Я смотрела на пустой сундучок.

— Дайте мне подумать! Дайте мне подумать!

Они дали мне подумать. Воцарилось молчание.

— Мари, во времена папы дом Клари имел лавку в Париже, правда?

— Конечно. Магазин существует и сейчас. Каждый раз, как м-сье Этьен приезжает в Париж, он там бывает. Разве он тебе не рассказывал?

— Нет. Я никогда не интересовалась этим.

Мари подняла брови.

— Не интересовалась? А кто же получал доходы с половины дела, оставшиеся тебе от покойной матери?

— Я не знаю. Этьен никогда не говорил…

— По закону доходы с половины дела принадлежат вам и вашей сестре Жюли в равных долях, — заметил Пьер.

— Но ведь мы получили приданое, Жюли и я.

— Да. Это наследство вашего отца. Этьен получил в наследство половину дела. Ваша мать — вторую половину, — Мари прикидывала в уме. — После смерти матери ее половина принадлежит тебе и Жюли.

— Мама права. Вам принадлежит половина наследства вашей матушки, Ваше высочество, — подтвердил Пьер.

Я подумала, что нужно сказать об этом Жюли. Но она еще валялась в постели, и Иветт клала ей на голову компрессы с уксусом.

С трудом узнала я у Мариуса, где находится магазин его отца. Мальчишка-генерал не давал себе труда сопровождать отца, когда тот занимался коммерческими делами, а меня Этьен никогда не приглашал в свой магазин.

Мари позвала фиакр, так как Марселина опять укатила за покупками в моей коляске. Я надела шляпу и поехала в магазин Клари.
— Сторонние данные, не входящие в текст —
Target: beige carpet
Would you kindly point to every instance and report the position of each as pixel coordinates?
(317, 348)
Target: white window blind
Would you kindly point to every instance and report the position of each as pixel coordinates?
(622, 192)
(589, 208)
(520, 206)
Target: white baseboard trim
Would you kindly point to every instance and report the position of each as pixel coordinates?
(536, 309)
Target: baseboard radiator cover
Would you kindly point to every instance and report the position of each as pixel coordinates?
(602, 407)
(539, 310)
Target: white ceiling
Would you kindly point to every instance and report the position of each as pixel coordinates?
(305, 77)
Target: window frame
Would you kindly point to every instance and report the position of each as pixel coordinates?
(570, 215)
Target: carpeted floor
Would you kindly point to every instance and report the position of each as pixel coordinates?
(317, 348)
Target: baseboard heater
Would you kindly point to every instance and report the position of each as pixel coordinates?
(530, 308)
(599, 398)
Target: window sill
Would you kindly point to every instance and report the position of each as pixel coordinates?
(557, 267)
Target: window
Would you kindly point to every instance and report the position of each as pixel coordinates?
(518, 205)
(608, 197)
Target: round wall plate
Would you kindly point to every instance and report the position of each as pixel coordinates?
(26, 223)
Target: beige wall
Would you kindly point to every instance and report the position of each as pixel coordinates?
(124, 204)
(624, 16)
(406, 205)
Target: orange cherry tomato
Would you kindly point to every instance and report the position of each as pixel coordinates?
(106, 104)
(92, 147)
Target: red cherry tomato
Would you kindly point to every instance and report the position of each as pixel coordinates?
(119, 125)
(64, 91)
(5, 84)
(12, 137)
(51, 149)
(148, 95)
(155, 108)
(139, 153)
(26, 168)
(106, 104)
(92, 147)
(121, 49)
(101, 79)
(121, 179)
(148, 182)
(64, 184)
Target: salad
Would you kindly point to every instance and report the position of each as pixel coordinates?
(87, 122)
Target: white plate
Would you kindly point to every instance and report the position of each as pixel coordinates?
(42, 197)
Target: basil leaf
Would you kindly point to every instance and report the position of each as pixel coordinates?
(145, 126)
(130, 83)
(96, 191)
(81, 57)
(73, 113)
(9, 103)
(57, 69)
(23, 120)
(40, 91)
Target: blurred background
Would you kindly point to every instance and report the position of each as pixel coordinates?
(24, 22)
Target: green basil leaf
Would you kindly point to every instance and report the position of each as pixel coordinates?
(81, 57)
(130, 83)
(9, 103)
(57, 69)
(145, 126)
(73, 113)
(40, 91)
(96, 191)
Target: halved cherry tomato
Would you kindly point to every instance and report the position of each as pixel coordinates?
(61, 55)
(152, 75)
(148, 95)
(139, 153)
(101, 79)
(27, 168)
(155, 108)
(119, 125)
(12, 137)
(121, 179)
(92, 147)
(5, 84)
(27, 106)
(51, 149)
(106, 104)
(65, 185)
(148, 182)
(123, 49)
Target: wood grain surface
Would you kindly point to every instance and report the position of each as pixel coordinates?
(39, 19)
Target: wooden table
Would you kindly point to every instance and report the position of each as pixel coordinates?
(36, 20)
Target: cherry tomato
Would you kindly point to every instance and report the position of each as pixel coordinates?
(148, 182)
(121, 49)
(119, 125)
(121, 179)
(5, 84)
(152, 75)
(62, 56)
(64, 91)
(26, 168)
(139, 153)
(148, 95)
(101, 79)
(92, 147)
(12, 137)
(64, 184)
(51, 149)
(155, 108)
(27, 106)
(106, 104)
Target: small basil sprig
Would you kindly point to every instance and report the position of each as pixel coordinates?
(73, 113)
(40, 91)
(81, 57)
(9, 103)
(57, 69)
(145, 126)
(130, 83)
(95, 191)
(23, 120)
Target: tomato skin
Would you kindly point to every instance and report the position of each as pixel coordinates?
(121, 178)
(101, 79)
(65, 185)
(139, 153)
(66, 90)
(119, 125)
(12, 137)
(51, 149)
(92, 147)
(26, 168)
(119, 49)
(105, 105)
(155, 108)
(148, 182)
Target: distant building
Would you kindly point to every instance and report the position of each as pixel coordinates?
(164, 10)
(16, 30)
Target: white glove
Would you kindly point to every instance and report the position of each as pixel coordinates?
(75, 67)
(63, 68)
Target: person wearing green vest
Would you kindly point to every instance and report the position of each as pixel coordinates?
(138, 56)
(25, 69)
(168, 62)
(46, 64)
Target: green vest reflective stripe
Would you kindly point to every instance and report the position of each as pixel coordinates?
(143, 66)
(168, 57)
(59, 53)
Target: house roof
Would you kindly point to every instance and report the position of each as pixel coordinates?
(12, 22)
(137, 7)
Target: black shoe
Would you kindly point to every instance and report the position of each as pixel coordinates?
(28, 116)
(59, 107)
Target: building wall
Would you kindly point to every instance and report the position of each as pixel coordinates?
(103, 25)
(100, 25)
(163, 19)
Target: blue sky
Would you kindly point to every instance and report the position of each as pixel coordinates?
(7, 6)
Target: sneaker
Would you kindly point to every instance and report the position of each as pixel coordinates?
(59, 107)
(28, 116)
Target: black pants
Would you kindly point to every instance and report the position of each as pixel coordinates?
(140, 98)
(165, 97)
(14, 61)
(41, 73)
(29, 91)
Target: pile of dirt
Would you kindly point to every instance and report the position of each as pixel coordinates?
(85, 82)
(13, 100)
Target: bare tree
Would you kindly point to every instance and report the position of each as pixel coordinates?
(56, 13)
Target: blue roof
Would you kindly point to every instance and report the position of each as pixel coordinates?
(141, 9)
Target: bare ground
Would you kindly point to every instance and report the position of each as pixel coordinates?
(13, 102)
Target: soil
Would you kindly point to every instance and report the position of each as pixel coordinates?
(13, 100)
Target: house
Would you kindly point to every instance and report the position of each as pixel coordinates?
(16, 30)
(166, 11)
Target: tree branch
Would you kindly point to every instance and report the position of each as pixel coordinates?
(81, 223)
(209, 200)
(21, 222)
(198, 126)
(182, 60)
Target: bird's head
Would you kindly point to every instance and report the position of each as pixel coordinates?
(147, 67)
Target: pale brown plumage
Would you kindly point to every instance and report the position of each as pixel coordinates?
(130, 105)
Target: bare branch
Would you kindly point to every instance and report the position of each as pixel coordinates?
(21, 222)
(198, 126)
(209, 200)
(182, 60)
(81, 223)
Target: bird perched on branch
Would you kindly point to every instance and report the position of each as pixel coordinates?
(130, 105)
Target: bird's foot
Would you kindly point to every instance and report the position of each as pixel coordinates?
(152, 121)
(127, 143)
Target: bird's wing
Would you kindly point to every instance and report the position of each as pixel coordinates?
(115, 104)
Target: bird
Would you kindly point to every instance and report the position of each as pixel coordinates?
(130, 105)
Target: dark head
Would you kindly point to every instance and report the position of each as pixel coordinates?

Фиакр остановился у большого магазина с элегантно оформленной витриной в Пале-Рояль. На вывеске золотыми буквами было выведено: «Фрасуа Клари — торговля шелком».

Я спустилась на три ступеньки и услышала, как в глубине магазина зазвонил колокольчик, едва я открыла дверь. В магазине было красиво, но полки были почти пусты. Лишь кое-где лежали тюки шелка.

За высоким бюро стоял пожилой мужчина с белой розеткой в петлице.

— Чем могу служить, мадам?

— Это вы ведете в Париже дела дома Клари?

Мужчина поклонился.

— К вашим услугам, мадам. К сожалению, весь белый шелк разобран, такое время. Но я могу предложить подкладочный шелк, который у нас очень высокого качества.

— Я по другому поводу, — сказала я нетерпеливо.

— О, я понимаю, мадам нужен туалет. До вчерашнего дня у меня был еще шелк с лилиями, но он, к сожалению, продан. Я могу предложить бархат или парчу…

— Дела идут хорошо, месье…

— Легран, мадам. Легран, — представился он.

— Я говорю о белом шелке, тканях с рисунком в лилиях, подкладке для штор типа Реставрации и прочих белых шелках. Как вы их получили? Разве дороги не перерезаны?

Он засмеялся.

— О, эти ткани уже давно выслал мне м-сье Этьен Клари. Первые партии прибыли вскоре после битвы при Лейпциге. М-сье Клари, хозяин нашего дома, хорошо разбирается в политике. Мадам может быть знает м-сье Клари… — он сделал таинственную мину. — М-сье Клари родственник императора Наполеона, а также родственник шведского принца, и мадам, конечно, понимает, что…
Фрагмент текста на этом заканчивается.